During that final run with the Canes, Corvo wandered into Sua Sponte, a CrossFit gym on Falls of Neuse. He went through the workout of the day, tweaked his wrist and didn't go back. But the owner, John Dill, reached out to ask why. Corvo told him he couldn't risk his career getting hurt. Dill offered to make sure that wouldn't happen. Corvo was hooked, quickly.
The competitive nature of CrossFit meshed with Corvo's workout mania, and he took that with him to Ottawa. When the Senators sent him to the minors, he negotiated an assignment back home to Chicago instead of Binghamton, N.Y., for the final months of his career. He found a CrossFit gym eight minutes from his house and made a pledge: He was too old to compete against younger men in the open category, but he had more than three years to prepare for the masters division. (CrossFit would later add a 35-39 age group, too late for Corvo.)
Working with Sisco, Corvo formulated a plan to hone his strengths, address his weaknesses and put him in the position he's in now. To qualify for the national CrossFit Games, he had to record himself going through four workouts and finish in the top 20 nationally. A year ago, on his first try at age 40, he finished 22nd. This year, redoing one workout trying for a better time, he struggled to complete the final lift, his hands bleeding, and assumed it had cost him his spot again. He actually qualified comfortably, 11th.
"Many people who go into CrossFit have a background in weightlifting or gymnastics, something that translates into an aspect of CrossFit. Or they're an endurance athlete," Sisco said. "So it was interesting to get Joe, who had a hockey background, and there isn't much crossover from hockey to CrossFit except for maybe high intensity. It took three years of work, and at his age, to be able to do that and take care of his body, it's pretty amazing."
Corvo's height — at 6-foot-1, he's a few inches taller than most CrossFit athletes — gives him an advantage when running and jumping, but can be a negative in some of the gymnastics-type events. Still, competitive CrossFit is a discipline where you don't have to be great at everything, you just can't be bad at anything. (Corvo was 23rd, 30th and 45th in his three other qualifying workouts, all commendable rankings.)
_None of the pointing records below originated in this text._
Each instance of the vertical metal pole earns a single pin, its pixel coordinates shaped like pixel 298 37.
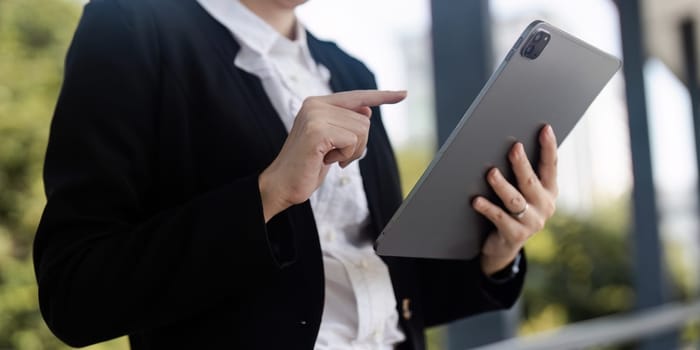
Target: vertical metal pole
pixel 690 55
pixel 650 280
pixel 462 57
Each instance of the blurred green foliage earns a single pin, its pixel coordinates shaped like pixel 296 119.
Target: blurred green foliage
pixel 34 37
pixel 578 269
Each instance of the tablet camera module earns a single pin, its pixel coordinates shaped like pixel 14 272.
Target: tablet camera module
pixel 535 44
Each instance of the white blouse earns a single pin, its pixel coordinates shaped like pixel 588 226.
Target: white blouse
pixel 360 306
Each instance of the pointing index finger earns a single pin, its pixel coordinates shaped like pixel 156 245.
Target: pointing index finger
pixel 364 98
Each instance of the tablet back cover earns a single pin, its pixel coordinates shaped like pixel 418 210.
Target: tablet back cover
pixel 436 220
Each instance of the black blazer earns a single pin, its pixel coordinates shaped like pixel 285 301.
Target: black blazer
pixel 153 226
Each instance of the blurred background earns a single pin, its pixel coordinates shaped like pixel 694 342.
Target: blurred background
pixel 582 266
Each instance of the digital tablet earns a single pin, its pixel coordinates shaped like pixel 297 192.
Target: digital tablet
pixel 548 77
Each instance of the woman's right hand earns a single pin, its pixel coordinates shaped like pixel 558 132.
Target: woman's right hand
pixel 327 129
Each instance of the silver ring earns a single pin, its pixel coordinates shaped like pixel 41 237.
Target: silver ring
pixel 519 215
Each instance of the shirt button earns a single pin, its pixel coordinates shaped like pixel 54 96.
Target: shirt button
pixel 364 263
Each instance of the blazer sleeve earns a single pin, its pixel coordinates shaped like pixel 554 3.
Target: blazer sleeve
pixel 453 289
pixel 105 263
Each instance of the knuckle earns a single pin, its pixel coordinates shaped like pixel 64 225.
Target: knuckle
pixel 521 235
pixel 498 215
pixel 532 180
pixel 550 209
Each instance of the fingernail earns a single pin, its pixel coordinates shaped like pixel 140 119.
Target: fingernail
pixel 495 174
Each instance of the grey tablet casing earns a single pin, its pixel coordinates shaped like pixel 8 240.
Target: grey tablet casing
pixel 436 220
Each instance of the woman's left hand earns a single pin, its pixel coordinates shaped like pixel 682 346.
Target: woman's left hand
pixel 528 205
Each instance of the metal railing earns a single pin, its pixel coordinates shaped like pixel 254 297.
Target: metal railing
pixel 609 330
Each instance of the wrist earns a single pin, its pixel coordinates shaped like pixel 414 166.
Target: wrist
pixel 492 266
pixel 271 198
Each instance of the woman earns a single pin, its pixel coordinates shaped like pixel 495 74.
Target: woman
pixel 199 197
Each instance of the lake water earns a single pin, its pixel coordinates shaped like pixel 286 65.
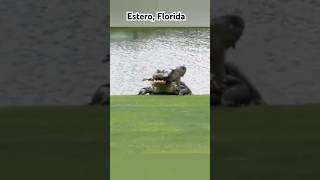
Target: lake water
pixel 136 53
pixel 51 51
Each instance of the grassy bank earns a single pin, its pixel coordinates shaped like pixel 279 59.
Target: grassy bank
pixel 270 142
pixel 160 137
pixel 53 143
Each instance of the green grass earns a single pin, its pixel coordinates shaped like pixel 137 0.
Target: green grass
pixel 160 137
pixel 267 142
pixel 53 143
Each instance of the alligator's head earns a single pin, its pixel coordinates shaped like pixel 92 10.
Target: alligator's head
pixel 160 77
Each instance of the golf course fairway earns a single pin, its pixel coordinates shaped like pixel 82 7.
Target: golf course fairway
pixel 160 137
pixel 266 142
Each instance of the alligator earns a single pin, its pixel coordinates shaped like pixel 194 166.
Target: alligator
pixel 167 83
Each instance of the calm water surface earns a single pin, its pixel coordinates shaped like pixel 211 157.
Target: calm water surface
pixel 138 53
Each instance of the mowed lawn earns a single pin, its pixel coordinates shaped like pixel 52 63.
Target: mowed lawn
pixel 53 143
pixel 267 142
pixel 160 137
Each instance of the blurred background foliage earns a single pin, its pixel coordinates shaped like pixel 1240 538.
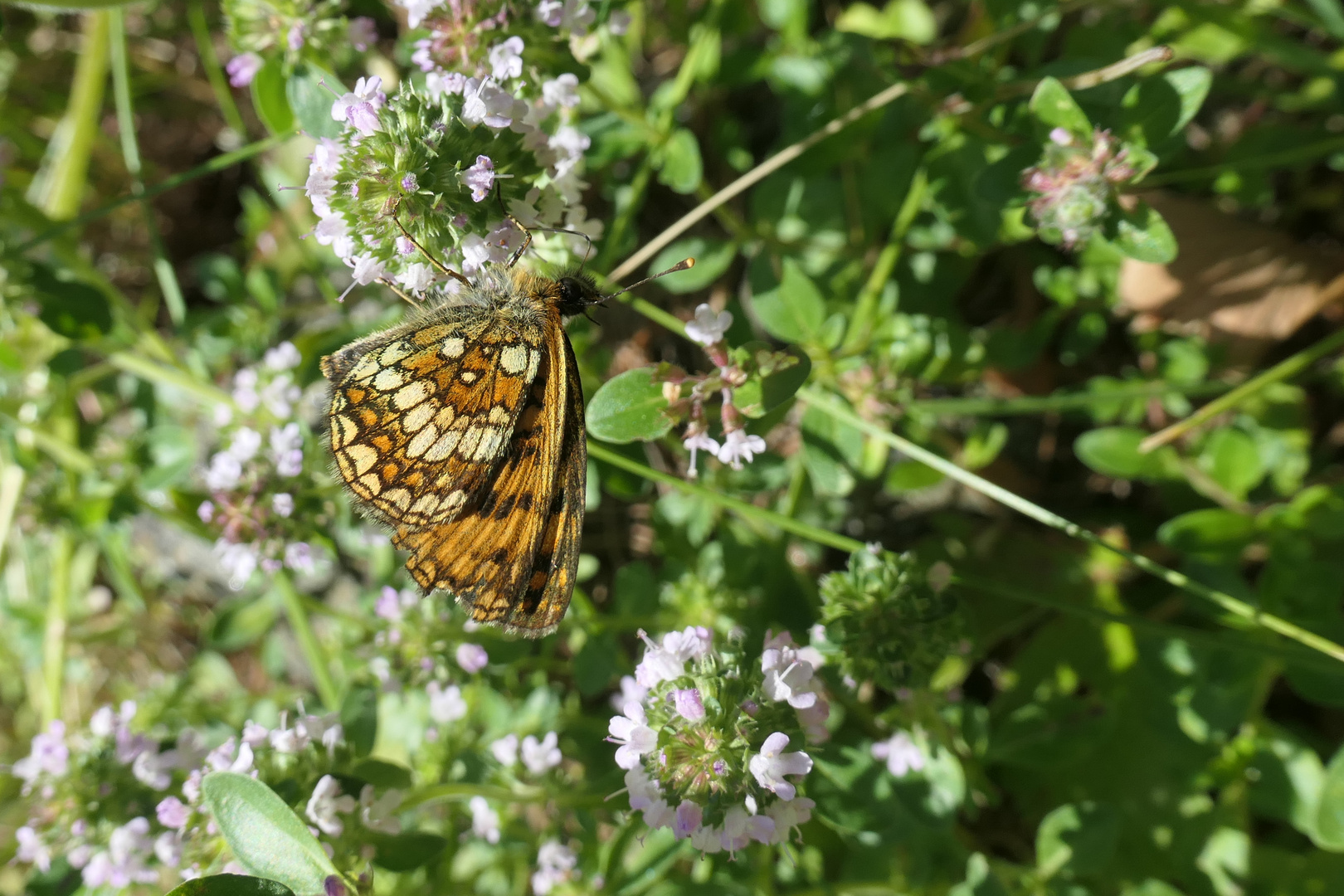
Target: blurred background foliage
pixel 1094 730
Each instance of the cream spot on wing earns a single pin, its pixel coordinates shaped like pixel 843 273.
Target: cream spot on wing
pixel 363 457
pixel 410 395
pixel 444 446
pixel 422 441
pixel 514 359
pixel 394 353
pixel 388 379
pixel 368 367
pixel 426 504
pixel 418 416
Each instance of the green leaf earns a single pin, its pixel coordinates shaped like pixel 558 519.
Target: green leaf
pixel 679 162
pixel 1144 236
pixel 1077 839
pixel 1209 531
pixel 359 719
pixel 265 835
pixel 1055 108
pixel 230 885
pixel 1329 815
pixel 407 852
pixel 629 409
pixel 1113 450
pixel 69 306
pixel 901 19
pixel 793 310
pixel 711 260
pixel 312 102
pixel 270 97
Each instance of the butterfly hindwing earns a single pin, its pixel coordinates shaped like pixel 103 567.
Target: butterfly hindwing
pixel 421 414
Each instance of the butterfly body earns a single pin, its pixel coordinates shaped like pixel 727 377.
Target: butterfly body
pixel 461 429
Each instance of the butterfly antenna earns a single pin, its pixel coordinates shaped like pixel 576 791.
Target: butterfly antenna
pixel 433 261
pixel 682 265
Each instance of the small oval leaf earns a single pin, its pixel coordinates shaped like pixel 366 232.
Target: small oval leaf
pixel 265 835
pixel 629 409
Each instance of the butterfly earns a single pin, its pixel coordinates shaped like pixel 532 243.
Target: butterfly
pixel 461 430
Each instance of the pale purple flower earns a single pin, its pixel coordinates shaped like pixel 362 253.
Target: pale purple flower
pixel 689 705
pixel 173 813
pixel 772 765
pixel 507 60
pixel 446 704
pixel 709 327
pixel 738 446
pixel 505 750
pixel 562 90
pixel 379 815
pixel 470 657
pixel 363 34
pixel 242 69
pixel 485 821
pixel 633 733
pixel 901 754
pixel 327 804
pixel 541 755
pixel 480 178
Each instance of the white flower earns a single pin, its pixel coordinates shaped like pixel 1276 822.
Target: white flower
pixel 417 10
pixel 561 91
pixel 709 325
pixel 325 804
pixel 738 446
pixel 507 60
pixel 554 865
pixel 901 752
pixel 505 750
pixel 446 704
pixel 633 733
pixel 472 657
pixel 541 755
pixel 485 821
pixel 379 815
pixel 417 277
pixel 772 765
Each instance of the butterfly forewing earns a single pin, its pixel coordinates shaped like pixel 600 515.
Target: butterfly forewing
pixel 420 419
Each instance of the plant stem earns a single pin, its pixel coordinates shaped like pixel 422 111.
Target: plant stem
pixel 1288 367
pixel 1227 602
pixel 60 183
pixel 308 644
pixel 743 509
pixel 210 167
pixel 54 631
pixel 860 325
pixel 164 273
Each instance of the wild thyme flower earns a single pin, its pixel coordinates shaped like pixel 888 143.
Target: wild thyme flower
pixel 704 747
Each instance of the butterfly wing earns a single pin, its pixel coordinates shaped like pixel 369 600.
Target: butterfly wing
pixel 485 557
pixel 421 414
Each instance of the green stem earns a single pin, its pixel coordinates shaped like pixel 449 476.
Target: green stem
pixel 1227 602
pixel 60 184
pixel 743 509
pixel 1291 366
pixel 54 631
pixel 308 644
pixel 218 163
pixel 860 325
pixel 1057 402
pixel 164 273
pixel 214 71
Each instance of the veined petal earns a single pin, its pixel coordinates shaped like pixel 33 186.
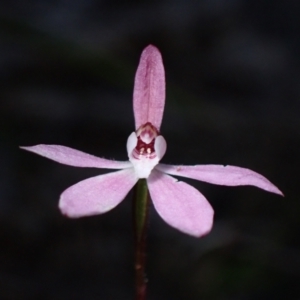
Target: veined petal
pixel 97 195
pixel 180 204
pixel 222 175
pixel 72 157
pixel 149 89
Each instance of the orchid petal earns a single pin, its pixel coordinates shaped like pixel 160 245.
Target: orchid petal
pixel 149 89
pixel 222 175
pixel 72 157
pixel 180 204
pixel 97 195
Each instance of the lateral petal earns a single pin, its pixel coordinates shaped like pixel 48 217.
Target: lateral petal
pixel 97 195
pixel 149 89
pixel 180 205
pixel 72 157
pixel 222 175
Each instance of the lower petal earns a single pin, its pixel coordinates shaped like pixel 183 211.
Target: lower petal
pixel 222 175
pixel 97 195
pixel 180 205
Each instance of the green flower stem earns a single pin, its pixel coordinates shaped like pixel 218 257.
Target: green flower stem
pixel 140 222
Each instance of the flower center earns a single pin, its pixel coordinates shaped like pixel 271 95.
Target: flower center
pixel 145 148
pixel 146 135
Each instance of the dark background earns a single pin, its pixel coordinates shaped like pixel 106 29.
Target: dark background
pixel 66 73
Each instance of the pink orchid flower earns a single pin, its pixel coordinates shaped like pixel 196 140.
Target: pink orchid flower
pixel 179 204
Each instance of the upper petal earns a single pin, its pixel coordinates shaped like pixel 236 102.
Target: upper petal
pixel 149 89
pixel 72 157
pixel 97 195
pixel 223 175
pixel 180 205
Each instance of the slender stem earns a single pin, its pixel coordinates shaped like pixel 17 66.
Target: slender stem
pixel 140 222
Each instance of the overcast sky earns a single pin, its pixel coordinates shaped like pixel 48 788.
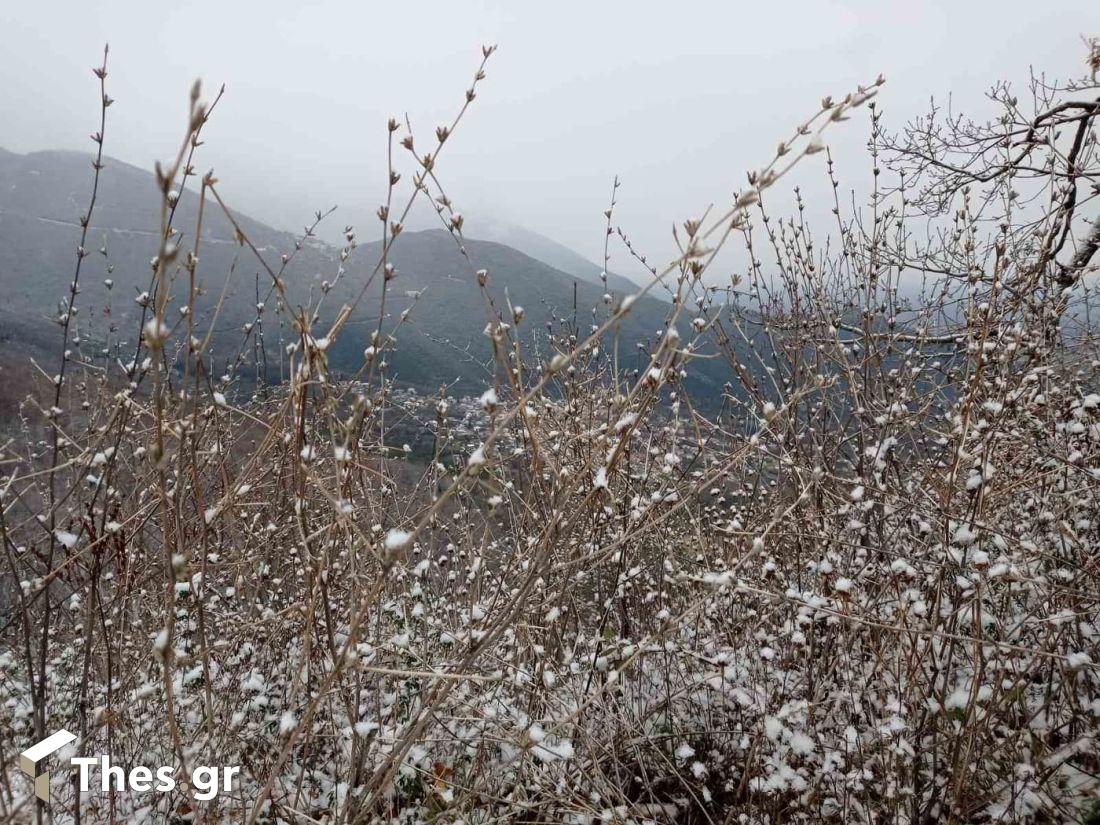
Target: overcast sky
pixel 677 98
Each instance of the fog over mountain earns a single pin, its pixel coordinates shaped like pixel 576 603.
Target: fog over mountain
pixel 679 103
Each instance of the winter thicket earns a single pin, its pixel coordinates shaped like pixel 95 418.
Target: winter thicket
pixel 865 590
“His abs have abs,” Cole said. “He's honestly insane, just how fit he is and just how muscular he is right now.”
Corvo has competed in regional events, but nationals will be an entirely different thing entirely. The crowds are massive, because it's a convention as much as a competition, with tens of thousands of devotees taking over Madison from Aug. 1-5. His goal is to stick as close as he can to the acknowledged top three in his division, hoping his experience performing in front of an audience will be the difference, as well as his versatility.
“They're going to mix it up and that's going to play into my hands,” Corvo said. “I adapt pretty well. Swimming does kind of scare me. I've been swimming like crazy for the last year to get better. But I've played in front of such big crowds, it's kind of like no big deal to go out there and be on the competition floor. It doesn't really bug me.
“I've done much bigger things than this. I've played in the Stanley Cup Finals. And there's kind of some crossover there, where you're stuck out on the ice for over a minute doing everything you can to not let the other team score. That's like a lot of situations in CrossFit where you're dead tired and just have to finish.”
Corvo has never attended the CrossFit Games. Like touching the Stanley Cup without winning it, it's something he wouldn't do until he earned it. He now has a chance to compete for a championship in something other than hockey. It just turned out to be a good fit.